White House Recognizes 'Wake Up Call,' Tries To Project Calm

White House Recognizes 'Wake Up Call,' Tries To Project Calm

White House officials were in crisis mode today, but gave no public indication of changing course in the wake of a humbling defeat in the Massachusetts Senate race.

Briefing reporters just hours after the Democratic Party lost its supermajority in the Senate, White House Press Secretary Robert Gibbs glumly acknowledged that Republican Senator-Elect Scott Brown's election was "a wake up call" not just for the administration but for "everybody in this town."

Gibbs said responsibility for Democrat Martha Coakley's loss rests with many parties, including the White House. He also acknowledged that there is a sense of "anger and frustration in this country" that is directed toward his boss, "because we are in charge."

The press secretary and other top Obama advisers are not at this point publicly committing themselves to making substantive changes in the president's agenda. The president "will undoubtedly address the results and what they mean in the State of the Union," Gibbs said. "The agenda though that the president was going to focus on and is going to focus on in the coming year - jobs, fiscal responsibility -- many of the things he has talked about the last several weeks will be what he focuses on during the State of the Union and the coming year."

By contrast, the idea of staying the course is the furthest thing from the minds of Democrats outside the White House. Many Democrats are hotly debating whether the election was a sign that they should tack right -- or whether they should redevote themselves to the principles that got Obama elected last November.

"If you lose Massachusetts and that's not a wake-up call, there's no hope of waking up," Senator Evan Bayh, a conservative Democrat from Indiana, said last night. Bayh, for his part, said the Obama agenda has tilted too far to the left.

"I don't think what Senator Bayh would argue is that we somehow abandon our pursuit on things that are important to the middle class," Gibbs shot back during an interview with MSNBC this morning. "I think we all agree that we have to work even harder on [economic matters] and have the American people understand that the focus of the President's day from the very beginning to the very end is on their economic situation."

Similarly, in an interview with the Huffington Post last night, Senior Adviser David Axelrod made the case that "moving forward" on the president's prerogatives would help wipe away some of the disillusionment that had set in.

"We had to do some politically difficult things last year in order to deal with the mess we walked into," he said. "None of that was particularly popular because people didn't see immediate improvement and thought that money coming out of their pockets was going to places other than them. You can see all of that. But we did what was needed to be done. I think we need to move forward now. We have broken the back of the recession... but we need to move forward aggressively, continuing on job creation, and on financial regulatory reform."

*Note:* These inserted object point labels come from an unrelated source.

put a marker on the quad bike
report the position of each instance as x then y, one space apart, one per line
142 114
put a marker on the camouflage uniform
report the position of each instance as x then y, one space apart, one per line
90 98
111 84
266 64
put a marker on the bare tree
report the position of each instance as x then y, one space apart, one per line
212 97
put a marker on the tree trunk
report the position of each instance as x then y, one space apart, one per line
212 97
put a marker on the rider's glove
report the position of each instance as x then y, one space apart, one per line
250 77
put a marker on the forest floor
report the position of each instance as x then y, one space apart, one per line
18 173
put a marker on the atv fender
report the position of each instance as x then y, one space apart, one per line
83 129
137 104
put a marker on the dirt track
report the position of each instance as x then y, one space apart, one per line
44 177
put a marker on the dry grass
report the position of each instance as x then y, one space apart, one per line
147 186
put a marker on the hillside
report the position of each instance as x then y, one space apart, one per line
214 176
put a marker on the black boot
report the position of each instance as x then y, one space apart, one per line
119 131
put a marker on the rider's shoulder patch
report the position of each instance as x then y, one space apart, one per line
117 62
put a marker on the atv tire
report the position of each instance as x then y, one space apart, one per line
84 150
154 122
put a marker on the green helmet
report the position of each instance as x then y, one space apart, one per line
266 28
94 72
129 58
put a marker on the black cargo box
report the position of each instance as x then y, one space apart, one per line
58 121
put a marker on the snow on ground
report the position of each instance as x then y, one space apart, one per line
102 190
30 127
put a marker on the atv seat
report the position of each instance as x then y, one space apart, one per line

The need for a change in direction is not just coming from the party's conservative figures -- Bayh and Sen. Joseph Lieberman (I-Conn.) -- but also from the progressive wing, and from a cadre of strategists.

"The most important thing is for Democrats to acknowledge that they need to change course and then to change course," said Simon Rosenberg, a former Clinton administration official and head of the Democratic group NDN. "They must acknowledge it has not been a good first year and they have to change."

"If you want to win you actually can't move to the middle and become a Republican," former Democratic National Committee Chairman Howard Dean said on MSNBC Tuesday night. "You have to stand up and stand for the things that you got elected on and the Democratic Party believes in. We haven't seen that on the health care bill and I think that's part of the problem."

In the end, the White House does seem likely to incorporate some of these suggestions into its approach going forward. There could well be some strategic changes -- more arm-twisting on the Hill, higher-profile speeches and public events, threats to recalcitrant Democrats and obstructing Republicans -- but some changes could come at the policy level, for instance by taking a tougher line against Wall Street. The results will be clear by, at the latest, Obama's upcoming State of the Union address a week from today.